Ob Johnson, der noch immer auf eine Rückkehr an die Regierungsspitze hofft, im Unterhaus noch Unterstützer hat, dürfte sich bereits in der kommenden Woche zeigen. Am Montag sollen die Abgeordneten über die Ergebnisse des Untersuchungsberichts debattieren und darüber abstimmen, ob sie dem Ergebnis zustimmen. Für die Konservative Partei von Premierminister Rishi Sunak dürfte das eine weitere Zerreißprobe werden.
Es gab wohl noch mehr Corona-Partys
Johnsons Ansehen bei den Angehörigen von Menschen, die in der Corona-Pandemie ums Leben kamen, dürfte jedenfalls erneut gesunken sein. Wie dem Bericht zu entnehmen ist, fanden im Regierungssitz während der Pandemie weitere, bisher nicht bekannte illegale Feiern statt.
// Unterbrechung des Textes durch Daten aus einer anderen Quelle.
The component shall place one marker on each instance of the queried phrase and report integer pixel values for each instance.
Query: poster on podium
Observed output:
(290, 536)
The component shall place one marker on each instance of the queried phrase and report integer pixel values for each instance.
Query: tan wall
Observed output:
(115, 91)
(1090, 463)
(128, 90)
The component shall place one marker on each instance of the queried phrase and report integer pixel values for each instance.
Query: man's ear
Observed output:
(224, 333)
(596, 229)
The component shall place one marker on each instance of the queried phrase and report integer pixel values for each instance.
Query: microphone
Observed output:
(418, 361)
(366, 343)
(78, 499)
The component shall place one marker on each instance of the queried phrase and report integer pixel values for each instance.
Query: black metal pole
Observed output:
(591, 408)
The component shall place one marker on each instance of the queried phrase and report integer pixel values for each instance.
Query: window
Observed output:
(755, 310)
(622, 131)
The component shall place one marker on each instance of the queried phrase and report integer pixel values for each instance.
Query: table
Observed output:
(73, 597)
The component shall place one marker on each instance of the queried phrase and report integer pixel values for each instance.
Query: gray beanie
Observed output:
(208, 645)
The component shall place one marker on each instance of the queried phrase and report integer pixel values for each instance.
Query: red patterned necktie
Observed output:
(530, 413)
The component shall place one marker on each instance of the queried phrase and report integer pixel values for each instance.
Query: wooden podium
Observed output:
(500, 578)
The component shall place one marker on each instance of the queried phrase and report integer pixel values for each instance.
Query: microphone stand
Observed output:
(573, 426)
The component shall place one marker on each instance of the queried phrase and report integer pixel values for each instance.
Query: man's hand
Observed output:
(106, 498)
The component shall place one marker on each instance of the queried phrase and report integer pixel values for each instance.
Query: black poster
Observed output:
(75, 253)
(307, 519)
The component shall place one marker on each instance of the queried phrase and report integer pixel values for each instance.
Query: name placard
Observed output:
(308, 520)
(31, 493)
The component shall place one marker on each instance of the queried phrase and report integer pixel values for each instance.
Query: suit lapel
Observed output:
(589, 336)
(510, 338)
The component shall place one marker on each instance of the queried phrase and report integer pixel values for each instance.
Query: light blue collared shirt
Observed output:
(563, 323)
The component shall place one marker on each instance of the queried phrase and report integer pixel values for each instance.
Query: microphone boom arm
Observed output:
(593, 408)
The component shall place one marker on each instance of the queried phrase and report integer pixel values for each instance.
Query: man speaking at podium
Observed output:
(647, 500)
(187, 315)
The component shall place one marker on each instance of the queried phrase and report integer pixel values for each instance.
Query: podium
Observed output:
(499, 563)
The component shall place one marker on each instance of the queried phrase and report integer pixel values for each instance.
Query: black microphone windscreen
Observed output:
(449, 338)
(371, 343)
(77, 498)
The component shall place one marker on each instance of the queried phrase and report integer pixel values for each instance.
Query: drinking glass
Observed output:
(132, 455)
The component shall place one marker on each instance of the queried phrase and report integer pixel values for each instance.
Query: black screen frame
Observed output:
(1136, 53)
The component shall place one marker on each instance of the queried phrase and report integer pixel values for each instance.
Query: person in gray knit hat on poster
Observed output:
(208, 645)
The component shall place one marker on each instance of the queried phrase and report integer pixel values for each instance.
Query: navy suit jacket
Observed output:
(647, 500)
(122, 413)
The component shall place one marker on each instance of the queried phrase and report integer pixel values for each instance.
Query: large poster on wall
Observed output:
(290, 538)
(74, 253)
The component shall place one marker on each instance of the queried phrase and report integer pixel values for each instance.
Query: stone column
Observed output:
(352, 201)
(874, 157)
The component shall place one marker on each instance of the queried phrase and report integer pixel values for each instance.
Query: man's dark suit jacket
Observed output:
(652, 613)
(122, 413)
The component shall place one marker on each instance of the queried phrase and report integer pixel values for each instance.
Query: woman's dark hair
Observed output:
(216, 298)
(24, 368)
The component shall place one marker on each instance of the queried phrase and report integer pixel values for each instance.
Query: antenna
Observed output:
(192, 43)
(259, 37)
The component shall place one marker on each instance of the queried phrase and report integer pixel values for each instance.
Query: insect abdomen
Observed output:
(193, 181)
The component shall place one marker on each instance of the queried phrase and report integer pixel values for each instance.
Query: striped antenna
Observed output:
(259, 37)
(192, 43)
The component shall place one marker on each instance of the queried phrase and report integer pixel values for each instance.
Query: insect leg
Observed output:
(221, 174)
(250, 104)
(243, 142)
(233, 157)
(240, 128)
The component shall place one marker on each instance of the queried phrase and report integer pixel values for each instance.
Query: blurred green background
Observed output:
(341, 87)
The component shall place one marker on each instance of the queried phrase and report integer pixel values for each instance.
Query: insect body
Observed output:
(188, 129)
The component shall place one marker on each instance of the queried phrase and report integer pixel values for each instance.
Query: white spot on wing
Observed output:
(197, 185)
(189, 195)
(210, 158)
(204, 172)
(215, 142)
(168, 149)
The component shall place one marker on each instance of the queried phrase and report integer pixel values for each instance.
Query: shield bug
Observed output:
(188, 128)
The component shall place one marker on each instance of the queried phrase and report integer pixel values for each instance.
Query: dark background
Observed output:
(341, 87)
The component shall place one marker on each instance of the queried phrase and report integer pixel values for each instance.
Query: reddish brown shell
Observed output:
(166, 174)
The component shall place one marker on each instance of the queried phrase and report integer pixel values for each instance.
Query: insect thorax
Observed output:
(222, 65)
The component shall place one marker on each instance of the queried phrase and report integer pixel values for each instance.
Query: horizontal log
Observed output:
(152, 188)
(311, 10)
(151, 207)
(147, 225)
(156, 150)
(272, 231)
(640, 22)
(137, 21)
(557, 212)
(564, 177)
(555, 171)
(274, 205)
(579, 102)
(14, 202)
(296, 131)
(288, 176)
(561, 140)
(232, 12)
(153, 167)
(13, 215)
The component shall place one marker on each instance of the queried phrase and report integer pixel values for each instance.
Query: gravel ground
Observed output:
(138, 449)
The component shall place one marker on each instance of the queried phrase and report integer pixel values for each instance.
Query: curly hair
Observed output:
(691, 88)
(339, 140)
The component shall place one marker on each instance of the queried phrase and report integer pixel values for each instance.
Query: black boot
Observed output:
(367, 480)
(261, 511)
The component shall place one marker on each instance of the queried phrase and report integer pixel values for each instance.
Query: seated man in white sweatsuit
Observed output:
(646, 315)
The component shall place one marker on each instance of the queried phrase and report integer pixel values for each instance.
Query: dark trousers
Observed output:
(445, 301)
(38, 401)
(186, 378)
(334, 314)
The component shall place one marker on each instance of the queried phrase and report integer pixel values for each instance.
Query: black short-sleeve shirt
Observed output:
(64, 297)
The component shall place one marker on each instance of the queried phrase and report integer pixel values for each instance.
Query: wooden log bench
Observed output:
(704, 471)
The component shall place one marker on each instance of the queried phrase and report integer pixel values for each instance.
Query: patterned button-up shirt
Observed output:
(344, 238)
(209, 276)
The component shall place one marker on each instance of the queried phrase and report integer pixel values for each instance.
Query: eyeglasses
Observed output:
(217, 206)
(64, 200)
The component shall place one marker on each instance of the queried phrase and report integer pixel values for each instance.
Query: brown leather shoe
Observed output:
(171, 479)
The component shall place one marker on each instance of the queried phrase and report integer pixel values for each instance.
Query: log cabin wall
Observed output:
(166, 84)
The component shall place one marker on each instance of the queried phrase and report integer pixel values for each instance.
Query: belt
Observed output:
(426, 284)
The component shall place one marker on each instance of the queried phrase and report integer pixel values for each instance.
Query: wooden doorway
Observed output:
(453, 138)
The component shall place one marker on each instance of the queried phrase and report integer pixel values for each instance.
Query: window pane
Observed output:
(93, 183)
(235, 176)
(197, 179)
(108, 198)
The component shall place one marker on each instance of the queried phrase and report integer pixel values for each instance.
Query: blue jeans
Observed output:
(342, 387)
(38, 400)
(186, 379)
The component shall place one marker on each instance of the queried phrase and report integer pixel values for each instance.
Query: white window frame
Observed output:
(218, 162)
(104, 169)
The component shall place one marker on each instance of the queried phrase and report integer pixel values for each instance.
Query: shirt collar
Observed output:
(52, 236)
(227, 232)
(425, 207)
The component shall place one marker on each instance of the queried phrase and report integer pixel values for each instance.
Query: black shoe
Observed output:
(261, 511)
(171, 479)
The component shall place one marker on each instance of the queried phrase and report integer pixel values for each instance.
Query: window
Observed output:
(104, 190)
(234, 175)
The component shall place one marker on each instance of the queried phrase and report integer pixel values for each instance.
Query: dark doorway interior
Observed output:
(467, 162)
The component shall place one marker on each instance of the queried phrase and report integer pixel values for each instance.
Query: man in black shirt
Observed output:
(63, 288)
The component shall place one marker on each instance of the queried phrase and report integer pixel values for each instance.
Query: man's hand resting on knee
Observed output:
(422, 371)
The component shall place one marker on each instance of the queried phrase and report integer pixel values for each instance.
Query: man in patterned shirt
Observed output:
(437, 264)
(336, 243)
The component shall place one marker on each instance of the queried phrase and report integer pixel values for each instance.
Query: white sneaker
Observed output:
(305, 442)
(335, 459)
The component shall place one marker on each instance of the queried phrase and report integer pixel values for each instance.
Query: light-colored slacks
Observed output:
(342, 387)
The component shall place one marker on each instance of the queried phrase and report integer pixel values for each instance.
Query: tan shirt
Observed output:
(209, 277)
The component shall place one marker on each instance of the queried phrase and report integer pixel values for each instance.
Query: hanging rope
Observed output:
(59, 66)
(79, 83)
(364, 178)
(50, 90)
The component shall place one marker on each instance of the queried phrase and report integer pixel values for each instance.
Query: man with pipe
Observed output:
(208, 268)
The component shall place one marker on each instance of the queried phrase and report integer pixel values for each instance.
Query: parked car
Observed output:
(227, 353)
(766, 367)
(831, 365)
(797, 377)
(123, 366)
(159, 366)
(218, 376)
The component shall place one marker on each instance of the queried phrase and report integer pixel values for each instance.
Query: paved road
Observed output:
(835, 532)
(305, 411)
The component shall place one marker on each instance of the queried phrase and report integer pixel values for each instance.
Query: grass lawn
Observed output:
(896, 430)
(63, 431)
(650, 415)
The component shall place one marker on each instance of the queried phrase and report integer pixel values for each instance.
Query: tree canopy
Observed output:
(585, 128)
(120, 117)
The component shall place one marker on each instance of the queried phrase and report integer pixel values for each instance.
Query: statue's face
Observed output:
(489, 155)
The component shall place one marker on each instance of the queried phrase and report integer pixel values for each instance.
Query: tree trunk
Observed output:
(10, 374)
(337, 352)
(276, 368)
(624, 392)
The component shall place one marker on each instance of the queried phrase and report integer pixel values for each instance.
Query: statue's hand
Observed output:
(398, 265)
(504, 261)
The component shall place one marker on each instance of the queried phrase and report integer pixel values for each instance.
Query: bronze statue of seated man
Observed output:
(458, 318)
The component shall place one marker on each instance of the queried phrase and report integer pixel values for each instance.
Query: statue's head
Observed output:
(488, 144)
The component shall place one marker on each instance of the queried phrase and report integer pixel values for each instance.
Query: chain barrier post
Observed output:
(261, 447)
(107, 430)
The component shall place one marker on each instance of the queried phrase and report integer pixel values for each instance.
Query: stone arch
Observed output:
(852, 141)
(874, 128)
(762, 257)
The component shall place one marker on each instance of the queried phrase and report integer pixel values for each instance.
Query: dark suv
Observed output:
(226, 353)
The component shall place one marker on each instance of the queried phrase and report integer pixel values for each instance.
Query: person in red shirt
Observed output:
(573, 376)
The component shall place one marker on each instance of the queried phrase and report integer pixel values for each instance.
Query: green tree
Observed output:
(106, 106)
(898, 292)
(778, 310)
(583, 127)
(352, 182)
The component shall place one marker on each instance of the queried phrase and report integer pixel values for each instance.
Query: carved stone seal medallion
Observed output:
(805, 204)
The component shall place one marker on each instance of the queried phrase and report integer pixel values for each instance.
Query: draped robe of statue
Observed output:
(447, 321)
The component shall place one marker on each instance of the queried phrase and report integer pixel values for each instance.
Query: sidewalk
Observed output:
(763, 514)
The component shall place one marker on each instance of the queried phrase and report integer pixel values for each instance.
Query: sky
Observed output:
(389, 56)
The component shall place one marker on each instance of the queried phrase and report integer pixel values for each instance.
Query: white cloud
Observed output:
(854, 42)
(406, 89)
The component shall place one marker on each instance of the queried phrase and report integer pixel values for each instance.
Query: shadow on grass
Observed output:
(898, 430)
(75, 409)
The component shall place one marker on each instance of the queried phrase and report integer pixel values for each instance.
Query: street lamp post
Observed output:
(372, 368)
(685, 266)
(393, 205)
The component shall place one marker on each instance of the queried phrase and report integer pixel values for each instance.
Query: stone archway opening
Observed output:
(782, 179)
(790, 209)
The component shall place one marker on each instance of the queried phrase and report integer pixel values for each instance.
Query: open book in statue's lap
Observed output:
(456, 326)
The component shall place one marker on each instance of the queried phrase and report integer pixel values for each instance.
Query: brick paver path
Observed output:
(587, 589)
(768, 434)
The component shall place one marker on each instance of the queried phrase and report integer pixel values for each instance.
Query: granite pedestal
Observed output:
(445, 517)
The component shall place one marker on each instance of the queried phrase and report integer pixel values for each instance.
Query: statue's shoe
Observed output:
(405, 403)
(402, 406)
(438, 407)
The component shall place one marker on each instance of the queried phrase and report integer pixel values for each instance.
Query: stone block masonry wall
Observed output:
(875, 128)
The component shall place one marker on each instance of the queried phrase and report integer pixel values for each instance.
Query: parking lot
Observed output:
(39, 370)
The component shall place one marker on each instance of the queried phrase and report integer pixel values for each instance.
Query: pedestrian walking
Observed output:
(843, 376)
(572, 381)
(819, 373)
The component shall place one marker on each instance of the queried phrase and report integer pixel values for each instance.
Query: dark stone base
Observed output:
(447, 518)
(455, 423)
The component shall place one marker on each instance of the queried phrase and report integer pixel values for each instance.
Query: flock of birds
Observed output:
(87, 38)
Der anonymen Zeugenaussage eines Regierungsinsiders zufolge war die Downing Street damals wie "eine Oase der Normalität" mit Geburtstagspartys, Abschiedsfesten und regelmäßigen Weinabenden an Freitagen. Das geschah teilweise zu Zeiten, als die Menschen in Großbritannien nicht einmal von ihren sterbenden Angehörigen Abschied nehmen konnten und selbst Trauerfeiern auf wenige Teilnehmer beschränkt waren.